FIG. 1 shows a simplified block diagram of mobile consumer electronic device 101. Mobile consumer electronic device 101 comprises battery 102, battery safety circuitry 103, and consumer electronic device circuitry 104. Battery 102 comprises one or more electricity-producing chemical cells, such as Li-ion cells, and is preferably rechargeable. Battery 102 may be packaged in a casing that is adapted to be removed and/or replaced by a consumer. One example of such an embodiment is the battery for a typical mobile telephone. The casing containing battery 102 typically includes at least a portion of battery safety circuitry 103. Such a battery is sometimes referred to as a “smart battery.” Battery 102 may also be packaged in a casing that is not designed for removal and/or replacement by a consumer, in which case the battery casing also typically includes at least a portion of battery safety circuitry 103. Such a battery can be considered an integrated component of consumer electronic device 101. One example of such an embodiment is a portable personal music player, such as the iPod produced by Apple Computer, Inc., of Cupertino, Calif.
Battery safety circuitry 103 is designed to prevent the depletion damage, overheating, and combustion of battery 102 by regulating the electrical current into and out of battery 102. Battery safety circuitry 103 typically includes circuitry that determines the temperature of battery 102. At least a portion of battery safety circuitry 103 is typically encased with battery 102, and would thus be removed from mobile consumer electronic device 101 if battery 102 were removed. The rest of battery safety circuitry 103 may be located with consumer electronic device circuitry 104, and thus would remain in mobile consumer electronic device 101 if battery 102 were removed.

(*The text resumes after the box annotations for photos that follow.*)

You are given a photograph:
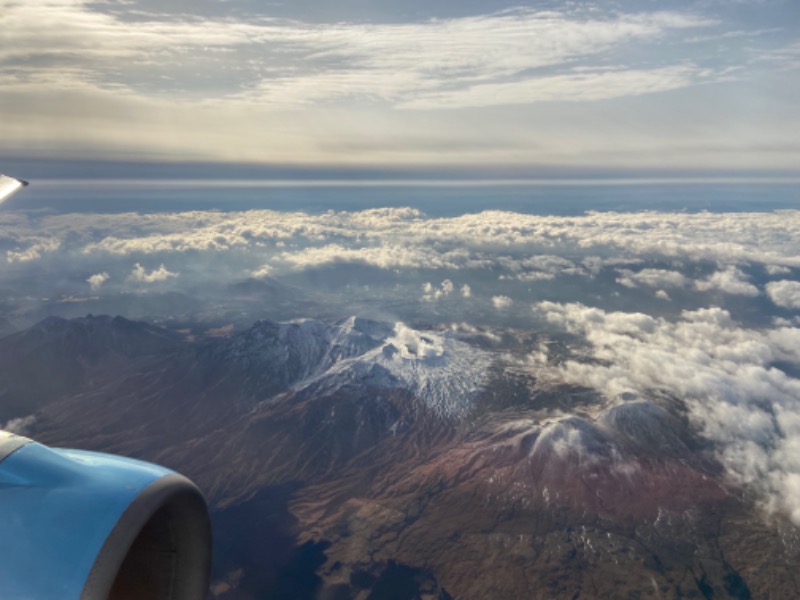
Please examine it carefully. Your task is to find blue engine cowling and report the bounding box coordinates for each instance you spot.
[0,431,211,600]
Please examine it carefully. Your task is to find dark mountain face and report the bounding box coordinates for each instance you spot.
[0,317,800,599]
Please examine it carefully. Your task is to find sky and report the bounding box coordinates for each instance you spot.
[0,0,800,171]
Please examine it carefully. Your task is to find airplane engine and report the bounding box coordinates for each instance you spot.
[0,431,211,600]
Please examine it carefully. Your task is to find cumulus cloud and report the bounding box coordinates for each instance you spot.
[86,272,110,291]
[765,279,800,310]
[534,302,800,525]
[128,263,178,283]
[617,269,689,288]
[492,296,514,310]
[695,267,760,296]
[422,279,455,302]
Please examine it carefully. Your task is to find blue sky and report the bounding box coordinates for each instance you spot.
[0,0,800,170]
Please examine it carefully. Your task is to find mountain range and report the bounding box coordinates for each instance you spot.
[0,315,800,600]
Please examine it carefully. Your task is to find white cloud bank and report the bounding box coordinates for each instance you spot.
[766,280,800,310]
[86,272,110,291]
[128,263,178,283]
[534,302,800,525]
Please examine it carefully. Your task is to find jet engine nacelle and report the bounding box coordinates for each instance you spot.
[0,431,211,600]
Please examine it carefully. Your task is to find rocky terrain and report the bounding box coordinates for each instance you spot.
[0,316,800,600]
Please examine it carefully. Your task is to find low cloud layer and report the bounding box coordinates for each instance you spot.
[0,200,800,523]
[534,302,800,525]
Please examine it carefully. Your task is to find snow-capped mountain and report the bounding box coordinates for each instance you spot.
[212,316,493,417]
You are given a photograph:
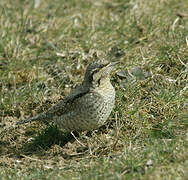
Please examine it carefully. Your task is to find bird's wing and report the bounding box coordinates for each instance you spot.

Consumer electronic device circuitry 104 comprises the circuitry of consumer electronic device 101 that provides desired electronic functionality to mobile consumer electronic device 101, is not encased with battery 102, and is not battery safety circuitry for battery 102. Consumer electronic device circuitry 104 typically comprises a controller for mobile consumer electronic device 101, such as controller 105, and can include means for providing information to a user, i.e., a human-machine interface (HMI), such as a display screen, a speaker, or LEDs (not shown). Controller 105 interacts with battery safety circuitry 103 to get electrical power from battery 102 via battery safety circuitry 103.
Consumer electronic devices are not typically used at temperatures below freezing because consumers generally prefer to avoid exposing themselves, and thus the personal electronic devices they have with them, to such cold temperatures, which are generally considered uncomfortable and potentially dangerous. However, occasions arise in which a consumer and a consumer electronic device are at cold temperatures near or below freezing. If the consumer electronic device is an inactive state, then any current draw from the battery is typically so low that the effects of the low temperature are generally negligible. However, shifting the consumer electronic device to an active state, e.g., by trying to place a call with a mobile phone, may require significant current flows, which may be unavailable at low temperatures, or may cause significant voltage drops and subsequent brown outs for the control circuits that can result in the shutdown of the consumer electronic device.